Dès 2013, il publie un article annonçant la mort du bitcoin. Pour lui, les cryptomonnaies ne valent quelque chose que tant que les banques centrales acceptent la conversion de ces cryptomonnaies dans une monnaie fiat.

"Si demain une banque centrale décide que plus aucun acteur ne peut transformer du bitcoin en dollar ou en euro, on peut dire au revoir à ces projets. Les Etats peuvent très bien faire une loi en disant par exemple que plus aucune plateforme d’échanges ne peut permettre de convertir ses bitcoins dans une monnaie fiat. On n’est pas à l’abri d’une blague comme ça. Est-ce qu’ils pourraient tuer les cryptomonnaies en faisant cela? Je pense que nous sommes encore dans la période de balbutiement des cryptomonnaies. Au départ il y avait quelques personnes qui minaient du bitcoin, maintenant c’est tata simone qui va acheter du bitcoin sur une plateforme d’échange de cryptomonnaies. Tout cela peut encore largement évoluer, demain qui sait?", glisse-t-il.

"D’un projet Cypherpunk au départ, on est arrivé à quelque chose qui ressemble plus à une action"

S'il n'est pas opposé au principe même des cryptomonnaies, il regrette l'utilisation actuelle du bitcoin, qui reste loin du projet évoqué par Satoshi Nakamoto dans son white paper en 2008. Il a observé de près les deux derniers crypto-krachs vécus par l'écosystème.

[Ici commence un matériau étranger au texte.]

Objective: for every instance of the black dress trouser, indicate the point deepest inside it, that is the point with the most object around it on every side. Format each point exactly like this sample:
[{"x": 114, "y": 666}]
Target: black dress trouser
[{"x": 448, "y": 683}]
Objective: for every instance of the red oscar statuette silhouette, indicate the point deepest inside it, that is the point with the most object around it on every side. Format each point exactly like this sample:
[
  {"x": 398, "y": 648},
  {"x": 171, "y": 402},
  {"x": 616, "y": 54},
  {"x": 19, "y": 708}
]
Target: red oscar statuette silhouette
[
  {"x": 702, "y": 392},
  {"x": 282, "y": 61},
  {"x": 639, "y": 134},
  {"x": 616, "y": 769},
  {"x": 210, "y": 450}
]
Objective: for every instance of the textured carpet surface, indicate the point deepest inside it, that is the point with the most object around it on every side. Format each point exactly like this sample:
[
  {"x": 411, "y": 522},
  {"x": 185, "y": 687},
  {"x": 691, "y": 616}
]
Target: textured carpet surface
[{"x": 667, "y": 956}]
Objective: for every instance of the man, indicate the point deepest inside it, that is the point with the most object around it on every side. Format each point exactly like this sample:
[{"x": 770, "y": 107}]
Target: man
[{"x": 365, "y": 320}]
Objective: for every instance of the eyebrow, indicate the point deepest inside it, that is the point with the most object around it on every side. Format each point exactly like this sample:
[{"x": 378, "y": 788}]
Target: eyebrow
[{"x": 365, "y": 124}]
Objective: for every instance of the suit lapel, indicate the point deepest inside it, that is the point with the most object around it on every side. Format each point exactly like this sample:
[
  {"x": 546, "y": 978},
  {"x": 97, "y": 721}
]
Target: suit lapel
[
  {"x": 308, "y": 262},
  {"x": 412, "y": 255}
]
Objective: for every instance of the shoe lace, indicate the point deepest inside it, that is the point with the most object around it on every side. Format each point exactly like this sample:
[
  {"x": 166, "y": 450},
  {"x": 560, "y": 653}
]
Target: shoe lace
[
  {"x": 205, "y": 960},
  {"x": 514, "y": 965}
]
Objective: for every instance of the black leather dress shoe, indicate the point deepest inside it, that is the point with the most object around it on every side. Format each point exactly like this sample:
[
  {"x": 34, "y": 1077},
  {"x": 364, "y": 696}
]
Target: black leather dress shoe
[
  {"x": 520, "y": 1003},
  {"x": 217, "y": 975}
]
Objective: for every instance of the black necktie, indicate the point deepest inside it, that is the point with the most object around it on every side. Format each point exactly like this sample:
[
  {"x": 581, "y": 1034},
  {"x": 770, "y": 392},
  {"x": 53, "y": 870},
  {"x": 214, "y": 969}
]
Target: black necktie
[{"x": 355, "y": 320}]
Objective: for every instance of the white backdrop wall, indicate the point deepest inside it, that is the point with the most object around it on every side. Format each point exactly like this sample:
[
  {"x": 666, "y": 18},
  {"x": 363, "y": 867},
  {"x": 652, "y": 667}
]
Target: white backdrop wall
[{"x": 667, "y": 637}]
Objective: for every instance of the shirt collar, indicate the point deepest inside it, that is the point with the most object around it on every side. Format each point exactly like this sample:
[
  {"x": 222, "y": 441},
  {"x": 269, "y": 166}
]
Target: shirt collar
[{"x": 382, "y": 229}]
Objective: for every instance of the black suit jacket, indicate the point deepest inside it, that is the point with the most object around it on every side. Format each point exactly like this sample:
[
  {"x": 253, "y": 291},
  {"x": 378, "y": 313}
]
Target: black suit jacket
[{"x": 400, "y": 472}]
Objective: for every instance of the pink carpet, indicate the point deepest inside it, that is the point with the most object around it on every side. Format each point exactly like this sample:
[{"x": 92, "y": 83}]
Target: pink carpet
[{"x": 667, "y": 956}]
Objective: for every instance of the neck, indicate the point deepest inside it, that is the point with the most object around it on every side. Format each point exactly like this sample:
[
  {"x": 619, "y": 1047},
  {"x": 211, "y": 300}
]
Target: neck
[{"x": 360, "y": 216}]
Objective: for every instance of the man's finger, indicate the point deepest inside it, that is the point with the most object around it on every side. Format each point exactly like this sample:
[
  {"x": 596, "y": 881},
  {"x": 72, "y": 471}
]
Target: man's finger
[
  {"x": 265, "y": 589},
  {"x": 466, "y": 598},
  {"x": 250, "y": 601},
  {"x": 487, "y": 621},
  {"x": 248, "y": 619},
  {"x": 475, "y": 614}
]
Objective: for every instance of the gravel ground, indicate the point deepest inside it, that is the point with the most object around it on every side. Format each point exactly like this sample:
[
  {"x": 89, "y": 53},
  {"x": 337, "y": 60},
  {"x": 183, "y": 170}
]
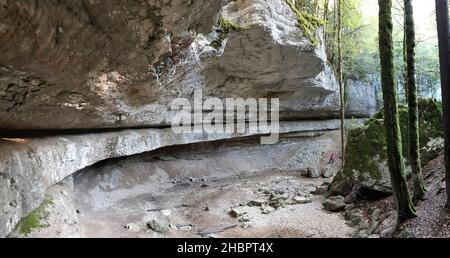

"Dès qu’il y a un sujet qui buzze à mort, je regarde avec un pas de côté. Je ne pense pas que les cryptomonnaies sont une monnaie. Si demain vous arrivez avec votre portefeuille bitcoin dans une boulangerie en France, vous ne pourrez pas payer votre baguette de pain, c’est un fait. Les gens pensent que c’est une monnaie mais c’est un actif financier: d’un projet Cypherpunk au départ, on est arrivé à quelque chose qui ressemble plus à une action. Maintenant, les gens spéculent dessus. C’est comme si on spéculait sur un billet de 50 euros en disant 'le tien est plus beau, je l’achète 150 euros' mais personne ne se pose la question pour les cryptomonnaies. Il y a un truc qui ne colle pas, donc c’est normal que ça s’écroule si on spécule sur un produit. En fait, le projet d’une cybermonnaie décentralisée était une super idée au départ. Mais ce qui en a été fait, notamment par les spéculateurs, c'est tout à fait autre chose", estime ce dernier.